THE LEGEND OF THE HAND OF THE MEDICINE MAN
There was a time, long ago, when people lived around
Kejimkujik Lake. For a long time all was well, and the people lived off
the land, hunting and fishing, and gathering plants, roots, berries and
nuts, each in their season. The Elders took care of the children,
telling them the old stories and passing on their wisdom and knowledge
of the land and of their way of life. A child was considered a precious
gift to any village, for they would grow up to one day nurture and
protect the people of that village.
Unfortunately, there came a time when a mysterious sickness came to the
village. The young were the ones who suffered the most, and the plague
claimed the lives of many of the village's children. The villagers
looked to the their medicine people, and to those in the surrounding
area, but none of them were able to find the medicines that would cure
It was said that a powerful medicine man lived in a village that lay far
off in the direction of the setting sun. The chief of the village sent
runners to the west, hoping this medicine man would be able to help the
children of the village. The runners ran for days until they reached the
next village, and then new runners would take their place, carrying
their message further and further west, until they finally arrived at
the village where this medicine man lived. He listened to their request,
and agreed to help them.
When this medicine man finally reached the village at Kejimkujik Lake,
there was much sadness, for many children had been lost. The medicine
man immediately went into ceremony, sending his spirit journeying into
the Spirit World. He was accompanied by the powerful Mi'kmaw Spirit
Guide Muin, the black bear, the traditional keeper of medicine
knowledge, and together they sought the cure they needed. At last, after
seven long days, a spirit came forward with the knowledge they needed.
The medicine man immediately went into the woods, seeking the plants
that were needed to make the medicine. Following the instructions he had
been given, he made the medicine and took it back to the village, where
it was given to the children. Within a few days, the medicine began to
take effect, and the children began to recover.

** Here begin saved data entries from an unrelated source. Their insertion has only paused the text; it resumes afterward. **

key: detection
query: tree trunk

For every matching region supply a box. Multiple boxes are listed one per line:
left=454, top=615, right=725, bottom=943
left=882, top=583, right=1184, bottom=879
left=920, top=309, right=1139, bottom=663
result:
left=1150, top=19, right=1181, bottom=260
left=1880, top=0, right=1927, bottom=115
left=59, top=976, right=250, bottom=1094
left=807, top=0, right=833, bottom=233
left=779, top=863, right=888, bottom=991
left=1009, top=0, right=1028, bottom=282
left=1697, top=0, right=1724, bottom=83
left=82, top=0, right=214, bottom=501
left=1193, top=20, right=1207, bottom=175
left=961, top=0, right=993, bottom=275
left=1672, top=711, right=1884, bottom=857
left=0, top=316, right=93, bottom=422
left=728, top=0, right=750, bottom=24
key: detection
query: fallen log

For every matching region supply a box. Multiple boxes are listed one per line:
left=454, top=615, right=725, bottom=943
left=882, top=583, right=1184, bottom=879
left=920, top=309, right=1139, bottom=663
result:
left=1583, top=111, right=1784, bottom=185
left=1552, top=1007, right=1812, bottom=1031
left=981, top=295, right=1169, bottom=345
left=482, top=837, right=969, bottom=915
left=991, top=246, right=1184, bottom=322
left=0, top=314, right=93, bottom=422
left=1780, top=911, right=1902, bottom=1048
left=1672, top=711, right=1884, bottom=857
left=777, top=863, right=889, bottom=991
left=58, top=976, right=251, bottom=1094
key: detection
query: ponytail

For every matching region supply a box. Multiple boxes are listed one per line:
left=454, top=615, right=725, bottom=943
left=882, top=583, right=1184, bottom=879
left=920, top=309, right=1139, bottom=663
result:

After waiting another seven days to see that all went well, it was time
for the medicine man to return to his village in the west. Before he
left, he went down to the shores of Kejimkujik Lake, where he went down
on one knee to give thanks to Creator for giving him the ability to help
the young Mi'kmaq children. As he stood, he placed his hand on the slate
outcrop to steady himself, and when he removed his hand they found the
imprint of a child's hand impressed into the slate.
To this day, that image remains on the slate on the shores of Kejimkujik
Lake, as a reminder of how precious the life of a child truly is.